Alberto Enrique se metió el carrete en el bolsillo izquierdo de la camisa, dirigiéndose al cuarto de la vieja. Su cabeza se hundió entre los velos que colgaban de la puerta. Cuando reapareció, tosiendo, traía un nuevo secreto en las facciones catarrientas. Susurró afablemente:

—Ya le derramé la bacinilla de meado en la almohada.

Reemprendiendo el viaje con el carrete por el borde del comején, prometió ensimismado:

—Y mañana, cuando ella salga a visitar al doctor Alandete, le mataré todos los patos.

Casi lo oye la señora Vitelia. No era muy alta, pero una sensación maciza, de la cual eran responsables los entorchados del corpiño y la falda, la ampliaba con hidrópica majestad. Tenía, calada hasta las cejas, una cachucha a cuadros. Se afirmó en su bastón y prensó a los dos niños en una mirada sin piedad.

—Tú —señaló a Severino con su mano venosa, en la que brillaba una cuadrada amatista—, ¿qué letra es esta?

El aludido, temiendo un cintarazo del bastón de la vieja, observó las letras escapar de la cartilla.

—¿Cuál? —imploró en un suspiro.

Los patos, festivos, frotaban sus alas en el agua del tiesto.

—¿Cuál? —repitió la vieja y los ojos empezaron a girarle con alegría.

Alberto Enrique elevó los brazos defensivamente, como si fuese a él a quien aplicaban el tremendo cogotazo. La vieja se ladeó.

—Y tú, carita de chorlo, ¿qué has aprendido?

—Yo me sé cuatro letras —respondió Alberto Enrique, con voz transida por un asma sutil.

—Yo me sé cuatro letras —remedó con un traqueteo de dientes postizos la señora Vitelia.

Alberto Enrique escuchó varios trinos, un frufrú de alas, un suspiro del día, con su mirada hundida en el patio amarillo.

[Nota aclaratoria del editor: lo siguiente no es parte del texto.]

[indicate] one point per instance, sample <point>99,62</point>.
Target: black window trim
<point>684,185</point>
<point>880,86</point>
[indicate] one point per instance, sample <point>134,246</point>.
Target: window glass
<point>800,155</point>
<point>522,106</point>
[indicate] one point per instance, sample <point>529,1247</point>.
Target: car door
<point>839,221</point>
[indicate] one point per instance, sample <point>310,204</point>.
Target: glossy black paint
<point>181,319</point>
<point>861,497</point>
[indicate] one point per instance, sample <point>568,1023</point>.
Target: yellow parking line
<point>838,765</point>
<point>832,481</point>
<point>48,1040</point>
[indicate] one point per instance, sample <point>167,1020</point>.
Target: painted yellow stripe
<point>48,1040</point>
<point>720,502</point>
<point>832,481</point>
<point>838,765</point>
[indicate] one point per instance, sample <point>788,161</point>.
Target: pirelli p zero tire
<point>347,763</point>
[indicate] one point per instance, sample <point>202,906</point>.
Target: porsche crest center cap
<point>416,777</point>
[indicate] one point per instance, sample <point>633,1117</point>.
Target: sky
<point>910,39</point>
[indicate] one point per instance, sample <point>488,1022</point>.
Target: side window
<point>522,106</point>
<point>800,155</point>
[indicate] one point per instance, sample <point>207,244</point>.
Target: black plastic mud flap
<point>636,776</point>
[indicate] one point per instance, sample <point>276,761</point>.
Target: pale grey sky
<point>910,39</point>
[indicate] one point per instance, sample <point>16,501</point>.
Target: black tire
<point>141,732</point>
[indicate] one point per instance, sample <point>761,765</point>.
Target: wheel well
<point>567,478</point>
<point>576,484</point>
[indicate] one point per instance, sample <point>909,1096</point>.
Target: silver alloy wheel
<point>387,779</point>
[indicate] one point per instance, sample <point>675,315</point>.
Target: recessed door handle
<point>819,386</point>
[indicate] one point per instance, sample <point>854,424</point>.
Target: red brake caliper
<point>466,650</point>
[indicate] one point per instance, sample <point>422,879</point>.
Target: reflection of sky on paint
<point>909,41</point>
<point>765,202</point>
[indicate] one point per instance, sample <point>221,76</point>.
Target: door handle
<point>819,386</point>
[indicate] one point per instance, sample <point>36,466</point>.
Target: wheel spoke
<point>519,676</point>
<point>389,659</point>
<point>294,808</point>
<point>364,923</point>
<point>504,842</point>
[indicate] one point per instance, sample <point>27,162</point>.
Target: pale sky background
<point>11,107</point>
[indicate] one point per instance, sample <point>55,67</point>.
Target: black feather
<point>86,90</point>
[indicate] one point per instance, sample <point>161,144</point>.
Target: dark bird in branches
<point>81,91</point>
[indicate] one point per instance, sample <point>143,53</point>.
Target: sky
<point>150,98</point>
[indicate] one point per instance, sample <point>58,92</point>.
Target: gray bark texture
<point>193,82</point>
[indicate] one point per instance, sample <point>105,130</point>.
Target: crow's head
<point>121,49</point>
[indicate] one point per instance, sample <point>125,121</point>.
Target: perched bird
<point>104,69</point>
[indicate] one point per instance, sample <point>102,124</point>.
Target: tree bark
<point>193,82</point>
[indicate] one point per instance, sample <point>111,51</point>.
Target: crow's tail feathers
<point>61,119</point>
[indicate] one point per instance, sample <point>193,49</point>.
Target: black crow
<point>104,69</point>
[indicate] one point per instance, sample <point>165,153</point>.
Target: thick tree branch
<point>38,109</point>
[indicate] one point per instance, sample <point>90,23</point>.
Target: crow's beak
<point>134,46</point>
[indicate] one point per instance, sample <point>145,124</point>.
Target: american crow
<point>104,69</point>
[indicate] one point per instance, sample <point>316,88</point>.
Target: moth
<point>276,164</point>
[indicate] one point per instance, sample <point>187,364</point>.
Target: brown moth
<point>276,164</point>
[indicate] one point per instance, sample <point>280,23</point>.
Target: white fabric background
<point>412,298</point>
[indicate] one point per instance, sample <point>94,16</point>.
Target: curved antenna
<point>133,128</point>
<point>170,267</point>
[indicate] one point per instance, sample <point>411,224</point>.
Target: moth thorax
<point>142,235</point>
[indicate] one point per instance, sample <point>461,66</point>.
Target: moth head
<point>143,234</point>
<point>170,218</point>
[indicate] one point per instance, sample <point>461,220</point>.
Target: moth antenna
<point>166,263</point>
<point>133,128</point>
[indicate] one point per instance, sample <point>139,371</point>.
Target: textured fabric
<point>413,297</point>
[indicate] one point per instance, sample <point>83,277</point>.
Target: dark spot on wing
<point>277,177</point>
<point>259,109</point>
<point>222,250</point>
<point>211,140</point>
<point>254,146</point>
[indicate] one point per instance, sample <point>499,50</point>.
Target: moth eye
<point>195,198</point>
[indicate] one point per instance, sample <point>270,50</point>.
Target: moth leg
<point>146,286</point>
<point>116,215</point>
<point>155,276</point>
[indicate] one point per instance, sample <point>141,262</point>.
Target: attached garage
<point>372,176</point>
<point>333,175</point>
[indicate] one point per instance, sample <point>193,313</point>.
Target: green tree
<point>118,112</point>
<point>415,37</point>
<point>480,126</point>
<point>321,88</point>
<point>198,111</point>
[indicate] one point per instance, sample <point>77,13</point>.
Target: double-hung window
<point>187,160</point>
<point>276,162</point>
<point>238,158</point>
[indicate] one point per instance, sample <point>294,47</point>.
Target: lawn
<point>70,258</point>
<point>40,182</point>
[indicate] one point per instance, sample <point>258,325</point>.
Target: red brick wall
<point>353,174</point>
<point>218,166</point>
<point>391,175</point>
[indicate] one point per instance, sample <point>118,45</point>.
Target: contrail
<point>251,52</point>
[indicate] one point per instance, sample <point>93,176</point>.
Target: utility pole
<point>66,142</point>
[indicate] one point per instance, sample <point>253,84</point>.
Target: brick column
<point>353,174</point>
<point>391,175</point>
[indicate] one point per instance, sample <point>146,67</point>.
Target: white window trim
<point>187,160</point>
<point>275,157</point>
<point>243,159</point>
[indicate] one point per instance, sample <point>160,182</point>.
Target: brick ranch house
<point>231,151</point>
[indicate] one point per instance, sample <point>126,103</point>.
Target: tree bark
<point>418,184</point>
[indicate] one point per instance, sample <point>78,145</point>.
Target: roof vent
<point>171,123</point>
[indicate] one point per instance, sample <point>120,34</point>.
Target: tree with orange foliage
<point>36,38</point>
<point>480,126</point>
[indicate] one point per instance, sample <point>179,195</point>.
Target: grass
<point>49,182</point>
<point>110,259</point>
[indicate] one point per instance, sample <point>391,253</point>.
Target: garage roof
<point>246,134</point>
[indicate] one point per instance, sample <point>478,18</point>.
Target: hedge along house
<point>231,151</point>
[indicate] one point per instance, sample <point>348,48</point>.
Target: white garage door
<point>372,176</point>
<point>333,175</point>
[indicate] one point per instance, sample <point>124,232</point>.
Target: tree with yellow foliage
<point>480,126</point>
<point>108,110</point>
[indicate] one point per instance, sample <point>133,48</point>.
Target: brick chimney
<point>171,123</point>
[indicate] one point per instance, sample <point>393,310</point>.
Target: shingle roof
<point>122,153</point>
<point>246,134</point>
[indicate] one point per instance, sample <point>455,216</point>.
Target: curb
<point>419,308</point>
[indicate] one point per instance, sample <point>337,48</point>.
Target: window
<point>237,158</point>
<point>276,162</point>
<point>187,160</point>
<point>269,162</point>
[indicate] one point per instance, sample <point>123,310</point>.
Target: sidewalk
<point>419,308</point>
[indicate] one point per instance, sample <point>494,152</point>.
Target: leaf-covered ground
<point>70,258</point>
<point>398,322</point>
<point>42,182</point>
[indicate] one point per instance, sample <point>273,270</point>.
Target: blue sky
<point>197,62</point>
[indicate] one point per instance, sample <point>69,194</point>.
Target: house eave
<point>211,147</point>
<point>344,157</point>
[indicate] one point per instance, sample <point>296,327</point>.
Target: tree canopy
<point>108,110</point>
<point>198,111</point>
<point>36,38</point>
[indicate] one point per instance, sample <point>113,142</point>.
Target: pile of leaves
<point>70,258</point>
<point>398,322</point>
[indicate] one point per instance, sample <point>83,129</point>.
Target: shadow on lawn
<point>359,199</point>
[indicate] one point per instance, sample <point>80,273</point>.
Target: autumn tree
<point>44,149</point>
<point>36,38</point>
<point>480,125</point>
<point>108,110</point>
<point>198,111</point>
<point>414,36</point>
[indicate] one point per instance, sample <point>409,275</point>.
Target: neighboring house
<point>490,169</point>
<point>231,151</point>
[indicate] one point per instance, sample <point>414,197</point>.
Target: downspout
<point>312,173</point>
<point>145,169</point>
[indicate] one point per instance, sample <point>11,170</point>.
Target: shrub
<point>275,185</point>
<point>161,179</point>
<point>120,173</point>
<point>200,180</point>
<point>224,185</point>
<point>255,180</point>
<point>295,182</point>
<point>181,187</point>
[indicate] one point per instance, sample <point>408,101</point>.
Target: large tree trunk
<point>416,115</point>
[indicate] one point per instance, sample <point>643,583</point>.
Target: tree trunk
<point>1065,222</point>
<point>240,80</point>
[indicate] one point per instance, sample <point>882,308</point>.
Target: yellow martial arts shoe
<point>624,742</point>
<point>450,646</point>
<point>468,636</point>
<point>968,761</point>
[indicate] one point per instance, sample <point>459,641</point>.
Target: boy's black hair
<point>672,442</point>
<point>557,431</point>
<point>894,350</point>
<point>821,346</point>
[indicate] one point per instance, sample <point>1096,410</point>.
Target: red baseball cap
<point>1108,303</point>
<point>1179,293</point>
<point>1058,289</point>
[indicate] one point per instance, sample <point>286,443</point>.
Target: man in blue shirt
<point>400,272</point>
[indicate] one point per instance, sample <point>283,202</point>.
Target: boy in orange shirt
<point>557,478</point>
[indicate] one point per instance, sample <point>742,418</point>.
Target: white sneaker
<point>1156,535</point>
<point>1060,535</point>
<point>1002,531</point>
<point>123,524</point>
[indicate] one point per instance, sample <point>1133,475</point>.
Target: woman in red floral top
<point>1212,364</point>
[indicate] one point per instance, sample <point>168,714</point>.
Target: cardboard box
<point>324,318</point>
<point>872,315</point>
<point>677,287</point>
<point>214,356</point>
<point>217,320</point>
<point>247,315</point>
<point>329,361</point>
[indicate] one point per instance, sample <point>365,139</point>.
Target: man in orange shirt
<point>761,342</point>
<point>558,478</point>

El golpe seco, asestado por un verdugo desdeñoso, lo doblegó tosiendo. Un gargajo asomó por uno de los orificios de su nariz. Aspiró ruidosamente y se pasó el brazo por el rostro.

La vieja se entusiasmó. Crujió toda entera, con ímpetu de barco a quien el viento alegra todas las velas, soltando un olor recóndito, como si un pájaro acabara de defecar entre sus senos. Lo prensó por la oreja. Alberto Enrique, medio de pie, le dirigió una oblicua mirada de ternero.

—¡Puerco!, ¡ni siquiera tienes un pañuelo! —y después—: ¡Al rincón, al rincón a arrodillarse!; y tú —dirigiéndose a Severino con vivacidad, calculando toda la dosis de pavor encerrada en la orden—, tráeme la totuma con los granos de maíz.

Severino fue al tinajero y, de la parte baja, cerca del gran cántaro de barro, cogió la totuma, regresó presuroso y se la extendió a la anciana. Esta, soltándole la oreja, empujó a Alberto Enrique hacia el rincón. Se sentó en el mecedor sofocada, con múltiple ruido de coyunturas, apretando sus maceteros para evitar que chocaran los dientes postizos, las manos cruzadas sobre la totuma y mirando la puerta de la calle con un odio de perro que defiende un hueso a medio roer. Después agitó el contenido de la totuma y metió algunos granos de maíz en su mano derecha.

—Toma —extendió los granos a Severino—, llévaselos, él sabe lo que debe hacer con ellos.